Published March 1, 2017 11:58PM (EST)

 (HBO/Craig Blankenhorn)
(HBO/Craig Blankenhorn)

I don’t always agree with Lena Dunham, but Sunday’s episode of “Girls” had me wanting to high-five the writer, director and actress. Dunham confronts the growing complacency in our culture that allows influential men to harass women in the episode called “American Bitch,” titled after a rumored almost title of a Philip Roth novel.

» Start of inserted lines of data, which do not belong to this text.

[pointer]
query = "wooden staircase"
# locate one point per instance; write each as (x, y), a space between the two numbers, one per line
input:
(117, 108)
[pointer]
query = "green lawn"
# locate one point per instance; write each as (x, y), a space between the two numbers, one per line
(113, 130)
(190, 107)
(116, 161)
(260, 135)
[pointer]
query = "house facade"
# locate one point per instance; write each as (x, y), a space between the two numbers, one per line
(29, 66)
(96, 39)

Sunday’s Academy Awards show was a disappointing example of the current state of our union, and not only if you happen to be a “La La Land” producer. Casey Affleck won the Oscar for best actor for his work in “Manchester by the Sea.” The film, which is rich in pathos and deep, brooding Massachusetts accents, is as good as any of the other contenders, but Affleck’s victory stirred up the same feelings I had on election night. Once again a powerful white man accused of sexual assault was being rewarded and celebrated.

Affleck has been accused of sexually terrorizing women on the set of his 2010 mockumentary “I’m Still Here.” The claims about his behavior range from insisting that a female co-worker share his hotel room to referring to women as “cows” as well as acting in retaliation when his advances were rejected. Affleck isn’t special in his behavior. Although he now joins the ranks of other Oscar-winning actors, he runs the risk of being lumped into the same category of men like President Donald Trump and Mel Gibson who are known for their misogynistic and degrading statements about, and treatment of women. Affleck’s acceptance speech pretty much coincided with Dunham’s “American Bitch” episode, which created an interesting juxtaposition.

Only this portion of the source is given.